“Gangster Squad’: Doing what’s necessary to neutralize a mobster in an era of rampant corruption

If Jack Webb were alive today, it would be interesting to see his reaction to movies that have come out in the last couple of decades, like “L.A. Confidential,” “The Black Dahlia” and “Training Day,” that portray the Los Angeles Police Department in less than flattering ways. These movies are not the gentle productions like Webb’s “Dragnet” and “Adam-12” that presented L.A. police officers and detectives as hard-working, diligent and honest men.

Well, he might have had trouble at first reconciling the uncompromising men that make up “Gangster Squad,” but he might have warmed up to them later.

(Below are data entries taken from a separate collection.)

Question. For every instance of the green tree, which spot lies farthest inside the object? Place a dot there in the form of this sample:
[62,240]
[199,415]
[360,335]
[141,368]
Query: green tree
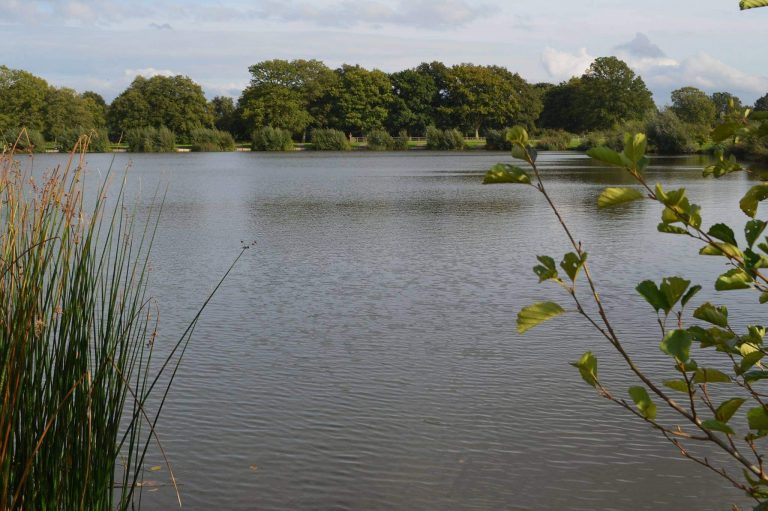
[362,100]
[610,93]
[486,97]
[693,106]
[413,107]
[174,102]
[761,105]
[287,94]
[725,104]
[22,99]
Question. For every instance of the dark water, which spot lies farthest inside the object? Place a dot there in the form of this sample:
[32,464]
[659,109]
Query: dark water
[363,356]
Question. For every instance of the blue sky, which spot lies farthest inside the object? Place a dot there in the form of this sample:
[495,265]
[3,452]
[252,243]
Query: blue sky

“Gangster Squad,” based upon a book by Paul Lieberman, adapted for the screen by Will Beall and directed by Ruben Fleischer (“Zombieland”), is a Western, but based in L.A. in the late 1940s. It’s a simple good guys vs. bad guys story that looks very film noir but explodes with violence that can be over the top.

It also boasts an impressive cast, featuring Josh Brolin, Ryan Gosling, Nick Nolte and Sean Penn.

In the late 1940s, Mickey Cohen (Penn, hamming it up) owns just about every illegal but thriving enterprise in the City of Angels, plus a substantial investment in the right people within the law enforcement/justice empire — essentially giving him endless access to rake in the big bucks.

Chief Parker (Nolte), fed up with the futility of having his honest cops arresting Cohen employees only to have them sprung by bought-and-paid-for judges, decides it is time to get serious. So he recruits Sgt. John O’Mara (Brolin), a super tough WWII veteran who does not hesitate to mix it up with the criminal elements, getting bloodied in the process — but you should see other guys. Parker does not hold back. He tells O’Mara to do whatever is necessary to bring down Cohen’s operations — even if the actions are illegal.

O’Mara, aided by his wife Connie (Mireille Enos) — a welcome deviation from the usual weepy cop’s wife seen in movies — selects a few officers who might fit the bill of this group that will be doing things not by the book.

They include Officer Coleman Harris (Anthony Mackie), a beat cop tired of all the drugs infested within the black community; Officer Max Kennard (Robert Patrick), a throwback to the old lawmen who drew guns from holsters; Officer Conway Keeler (Giovanni Ribisi) a first-generation electronics nerd; and Officer Navidad Ramirez (Michael Pena), who although not recruited but as a tag-along of Kennard eventually wins over O’Mara.

Meanwhile, O’Mara also tries to secure the services of Det. Jerry Wooters (Gosling), a gifted detective who is just going through the motions and is not interested in O’Mara’s plans, until a tragedy that hits home inspires him to join the squad.

As sometimes happens, the squad blunders early in the game, with O’Mara and Harris being jailed in Burbank, where the entire police department seems to be on the Cohen payroll. The squad pulls off a breakout in a comically nearly-goofed up operation.

But eventually the squad starts making an impact on Cohen’s interests, and the gangster king, as portrayed by Penn, fumes, with veins bulging, and blows up.  The Cohen in this movie is a caricature of the totally evil, greedy bad guy. If you work for Cohen and make a mistake, you do not get a write-up — you get dead.

As usual in these intense match-ups of good vs. evil, the ante is increased. Nice people will die along with the not-so-nice. Gosling’s Wooters falls in love with one of Cohen’s ladies, an “etiquette” adviser named Grace Faraday (Emma Stone), ratcheting up the risks not only for the cop but for the lady. This romance also sets up one of those silly, cliched exchanges — Wooters: “Don’t go”; Grace: “Don’t let me.”

Brolin delivers the right dose of stoicism for O’Mara, a former soldier now fighting a war in his own city. He sets aside any conflicts he may have regarding the tactics of his squad despite butting heads with a couple of the men, Wooters and Keeler specifically, who are the voices of conscience.

“Gangster Squad” is not meant to be a deep study in characterization, nor an analysis of the pros and cons of the ends justify the means. It is a fast-paced, action-packed shoot-’em-up, with a few blow-’em-up scenarios thrown in — and all with the glamorous backdrop of Los Angeles.